Eastenders actress Gillian Taylforth won't get a penny following the death of her ex-fiancé Geoff Knights, as he hadn't made a will.
The soap star was with Knights for 23 years, until they split in 2009, and had two children with him: 23-year-old Jessica and Harrison, aged 16. The relationship was a rocky one, with Taylforth needing three stitches in her scalp after Knights beat her up on their 20th anniversary.
She now lives with fiancé Dave Fairbairn, 60.
Aged just 58, Knights died in November 2013 of a stomach cancer that had been diagnosed only three months earlier. And, because he and Taylforth weren't married and he hadn't made a will, his estate will be shared by the couple's children.
Despite once having made a fortune with a chain of photocopying shops, Knights left less than £22,000.

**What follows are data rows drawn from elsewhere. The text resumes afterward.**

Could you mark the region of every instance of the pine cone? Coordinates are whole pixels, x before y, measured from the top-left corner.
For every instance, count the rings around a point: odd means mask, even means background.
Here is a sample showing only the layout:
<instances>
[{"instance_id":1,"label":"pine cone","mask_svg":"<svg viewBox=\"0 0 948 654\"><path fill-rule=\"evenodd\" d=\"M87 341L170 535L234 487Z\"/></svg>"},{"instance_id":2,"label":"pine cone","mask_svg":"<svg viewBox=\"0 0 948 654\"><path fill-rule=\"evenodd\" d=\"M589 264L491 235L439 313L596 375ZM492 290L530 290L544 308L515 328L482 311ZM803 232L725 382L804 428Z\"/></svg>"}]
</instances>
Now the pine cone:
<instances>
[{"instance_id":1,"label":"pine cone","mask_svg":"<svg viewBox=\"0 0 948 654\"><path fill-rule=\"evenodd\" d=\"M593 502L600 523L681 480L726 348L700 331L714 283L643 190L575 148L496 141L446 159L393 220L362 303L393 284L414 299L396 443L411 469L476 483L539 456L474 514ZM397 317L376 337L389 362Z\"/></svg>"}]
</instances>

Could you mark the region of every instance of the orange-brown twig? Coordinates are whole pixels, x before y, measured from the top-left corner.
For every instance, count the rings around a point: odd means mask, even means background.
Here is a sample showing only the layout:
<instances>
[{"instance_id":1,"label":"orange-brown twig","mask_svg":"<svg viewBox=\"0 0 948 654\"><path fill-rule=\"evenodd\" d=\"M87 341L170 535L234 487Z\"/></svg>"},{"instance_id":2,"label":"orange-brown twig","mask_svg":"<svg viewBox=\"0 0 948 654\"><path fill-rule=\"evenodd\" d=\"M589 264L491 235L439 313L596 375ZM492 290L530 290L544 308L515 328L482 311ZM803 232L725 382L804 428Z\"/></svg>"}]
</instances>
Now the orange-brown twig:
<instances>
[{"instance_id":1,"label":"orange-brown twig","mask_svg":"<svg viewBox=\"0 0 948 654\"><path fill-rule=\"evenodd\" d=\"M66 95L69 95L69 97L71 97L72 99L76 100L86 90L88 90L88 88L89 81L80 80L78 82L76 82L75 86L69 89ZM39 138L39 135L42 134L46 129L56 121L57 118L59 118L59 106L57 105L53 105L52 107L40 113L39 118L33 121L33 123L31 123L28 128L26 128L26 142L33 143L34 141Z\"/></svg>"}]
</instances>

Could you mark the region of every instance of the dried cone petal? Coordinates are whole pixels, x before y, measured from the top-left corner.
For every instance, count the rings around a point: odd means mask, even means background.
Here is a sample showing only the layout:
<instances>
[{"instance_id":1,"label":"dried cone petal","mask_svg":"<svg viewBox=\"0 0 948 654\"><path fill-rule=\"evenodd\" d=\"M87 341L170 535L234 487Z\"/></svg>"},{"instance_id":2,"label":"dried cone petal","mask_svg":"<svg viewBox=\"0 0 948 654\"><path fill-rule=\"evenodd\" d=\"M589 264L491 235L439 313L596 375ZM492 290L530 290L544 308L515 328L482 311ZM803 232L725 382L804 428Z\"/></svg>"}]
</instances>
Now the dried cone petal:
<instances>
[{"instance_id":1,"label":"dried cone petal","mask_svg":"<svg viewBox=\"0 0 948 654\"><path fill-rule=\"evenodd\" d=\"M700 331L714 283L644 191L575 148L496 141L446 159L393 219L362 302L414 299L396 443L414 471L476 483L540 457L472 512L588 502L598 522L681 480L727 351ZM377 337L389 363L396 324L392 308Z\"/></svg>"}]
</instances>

He's far from alone in not having got round to writing a will - fewer than half of British adults have, according to a survey last October. Most people say they are too young to worry about it, while many more think they don't have enough assets to make it worthwhile.

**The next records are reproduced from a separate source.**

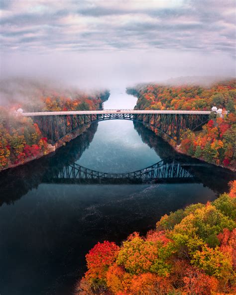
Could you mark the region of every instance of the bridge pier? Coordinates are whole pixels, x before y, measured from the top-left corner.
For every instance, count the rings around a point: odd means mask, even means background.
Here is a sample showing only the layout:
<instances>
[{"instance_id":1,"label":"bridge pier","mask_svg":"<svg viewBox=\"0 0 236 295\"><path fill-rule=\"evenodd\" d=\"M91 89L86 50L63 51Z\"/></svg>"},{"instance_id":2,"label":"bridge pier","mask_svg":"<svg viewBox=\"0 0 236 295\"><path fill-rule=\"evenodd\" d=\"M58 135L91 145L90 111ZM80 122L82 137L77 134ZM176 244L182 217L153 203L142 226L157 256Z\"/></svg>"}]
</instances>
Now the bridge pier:
<instances>
[{"instance_id":1,"label":"bridge pier","mask_svg":"<svg viewBox=\"0 0 236 295\"><path fill-rule=\"evenodd\" d=\"M211 112L188 111L119 111L52 112L23 113L31 116L52 144L83 126L109 120L127 120L157 129L178 141L181 130L194 131L206 123Z\"/></svg>"}]
</instances>

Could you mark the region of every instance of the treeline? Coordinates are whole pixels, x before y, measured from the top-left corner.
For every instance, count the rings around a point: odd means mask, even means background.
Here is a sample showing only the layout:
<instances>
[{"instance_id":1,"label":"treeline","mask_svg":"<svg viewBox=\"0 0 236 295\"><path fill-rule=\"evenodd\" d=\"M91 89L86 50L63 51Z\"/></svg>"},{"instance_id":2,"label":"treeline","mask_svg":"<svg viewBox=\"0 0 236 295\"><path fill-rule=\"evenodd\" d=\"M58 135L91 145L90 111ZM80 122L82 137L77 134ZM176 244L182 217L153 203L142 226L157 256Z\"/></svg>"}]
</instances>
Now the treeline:
<instances>
[{"instance_id":1,"label":"treeline","mask_svg":"<svg viewBox=\"0 0 236 295\"><path fill-rule=\"evenodd\" d=\"M98 243L77 295L235 294L236 181L206 205L165 215L145 237Z\"/></svg>"},{"instance_id":2,"label":"treeline","mask_svg":"<svg viewBox=\"0 0 236 295\"><path fill-rule=\"evenodd\" d=\"M179 151L210 163L236 166L236 80L217 83L208 88L196 86L137 85L127 92L137 97L138 110L211 110L213 106L228 115L213 116L201 132L181 131ZM158 130L154 131L158 133ZM168 140L168 139L166 139Z\"/></svg>"},{"instance_id":3,"label":"treeline","mask_svg":"<svg viewBox=\"0 0 236 295\"><path fill-rule=\"evenodd\" d=\"M29 84L27 85L28 91L24 90L23 92L25 99L22 93L21 96L16 96L15 89L12 92L8 91L6 95L5 89L1 85L1 94L4 96L5 100L1 102L4 106L0 106L0 170L23 163L50 151L47 139L38 125L31 118L17 113L18 108L24 112L98 110L110 95L107 90L86 95L74 89L61 90L59 92L50 87L47 89L45 85L33 84L31 88Z\"/></svg>"}]
</instances>

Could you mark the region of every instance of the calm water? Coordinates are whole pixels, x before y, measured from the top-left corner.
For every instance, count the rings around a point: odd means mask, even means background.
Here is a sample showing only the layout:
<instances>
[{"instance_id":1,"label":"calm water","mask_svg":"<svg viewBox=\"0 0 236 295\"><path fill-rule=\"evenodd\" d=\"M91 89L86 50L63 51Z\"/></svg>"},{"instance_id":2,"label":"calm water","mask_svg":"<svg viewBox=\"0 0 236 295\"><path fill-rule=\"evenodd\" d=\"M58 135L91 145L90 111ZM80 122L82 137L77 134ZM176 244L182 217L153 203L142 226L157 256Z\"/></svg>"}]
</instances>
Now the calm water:
<instances>
[{"instance_id":1,"label":"calm water","mask_svg":"<svg viewBox=\"0 0 236 295\"><path fill-rule=\"evenodd\" d=\"M111 92L105 108L132 108L136 99ZM196 183L48 183L76 163L108 172L134 171L167 157L191 164ZM145 234L165 213L206 203L228 190L235 175L178 156L152 132L131 121L110 121L55 154L0 173L0 295L69 295L98 241L118 243Z\"/></svg>"}]
</instances>

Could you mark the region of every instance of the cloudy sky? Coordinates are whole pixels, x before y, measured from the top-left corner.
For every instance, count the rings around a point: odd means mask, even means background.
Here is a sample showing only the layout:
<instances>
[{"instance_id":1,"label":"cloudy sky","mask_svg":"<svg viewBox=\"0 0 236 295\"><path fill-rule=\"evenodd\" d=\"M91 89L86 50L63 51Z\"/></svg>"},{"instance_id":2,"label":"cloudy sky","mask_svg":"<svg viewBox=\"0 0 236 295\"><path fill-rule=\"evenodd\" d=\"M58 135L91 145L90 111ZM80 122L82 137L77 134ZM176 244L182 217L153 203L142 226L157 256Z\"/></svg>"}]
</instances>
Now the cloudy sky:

"Writing a will clearly has significant emotional implications, so it's likely that people delay doing it through a mixture of denial and simply not getting around to it," says Karen Barrett, chief executive of financial advice service unbiased.co.uk.

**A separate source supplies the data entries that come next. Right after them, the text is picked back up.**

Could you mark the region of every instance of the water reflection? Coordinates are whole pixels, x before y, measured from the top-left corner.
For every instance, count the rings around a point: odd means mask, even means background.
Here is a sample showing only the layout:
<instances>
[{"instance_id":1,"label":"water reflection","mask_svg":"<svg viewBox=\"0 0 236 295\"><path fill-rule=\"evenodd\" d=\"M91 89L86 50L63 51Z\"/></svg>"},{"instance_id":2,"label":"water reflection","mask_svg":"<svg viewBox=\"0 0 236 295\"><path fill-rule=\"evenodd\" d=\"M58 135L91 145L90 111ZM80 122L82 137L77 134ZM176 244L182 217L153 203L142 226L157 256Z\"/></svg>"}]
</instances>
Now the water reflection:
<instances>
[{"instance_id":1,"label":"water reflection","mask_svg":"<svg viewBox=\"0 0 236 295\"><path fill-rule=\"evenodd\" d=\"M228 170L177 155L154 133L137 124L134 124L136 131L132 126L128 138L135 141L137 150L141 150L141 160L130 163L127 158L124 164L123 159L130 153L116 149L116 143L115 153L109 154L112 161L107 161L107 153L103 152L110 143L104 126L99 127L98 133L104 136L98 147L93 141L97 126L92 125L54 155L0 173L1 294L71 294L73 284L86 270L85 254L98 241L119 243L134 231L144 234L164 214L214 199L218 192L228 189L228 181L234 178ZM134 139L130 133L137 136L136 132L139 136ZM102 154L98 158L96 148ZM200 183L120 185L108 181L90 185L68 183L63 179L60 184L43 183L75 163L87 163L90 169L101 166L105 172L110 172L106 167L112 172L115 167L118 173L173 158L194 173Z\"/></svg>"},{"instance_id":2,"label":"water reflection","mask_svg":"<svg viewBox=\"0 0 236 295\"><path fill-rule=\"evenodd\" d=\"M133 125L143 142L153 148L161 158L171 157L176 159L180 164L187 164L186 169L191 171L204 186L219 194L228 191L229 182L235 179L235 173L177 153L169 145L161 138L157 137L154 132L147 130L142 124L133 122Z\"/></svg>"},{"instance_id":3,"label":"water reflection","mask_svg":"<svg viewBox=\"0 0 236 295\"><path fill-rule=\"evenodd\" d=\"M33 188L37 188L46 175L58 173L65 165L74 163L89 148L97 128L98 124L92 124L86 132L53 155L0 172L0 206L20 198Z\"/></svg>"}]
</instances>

But, she adds, "People should also remember that it's simple, inexpensive, and saves families from a significant amount of extra stress. Now that pension freedom has completely rewritten the rule book on what can and cannot be inherited, making your wishes legally binding has never been more essential."
It's particularly important in the case of unmarried couples: while many people believe they have rights as a 'common-law' spouse, this isn't actually the case. Instead, the estate will go to relatives, with children at the top of the list. The Citizens Advice Bureau has the details, here.
And making a will needn't be difficult. If your financial affairs are particularly straightforward, you can even do it using a £15 form, available from the likes of WH Smith.
For more security, a solicitor will charge around £100-£300 for a reasonably simple will.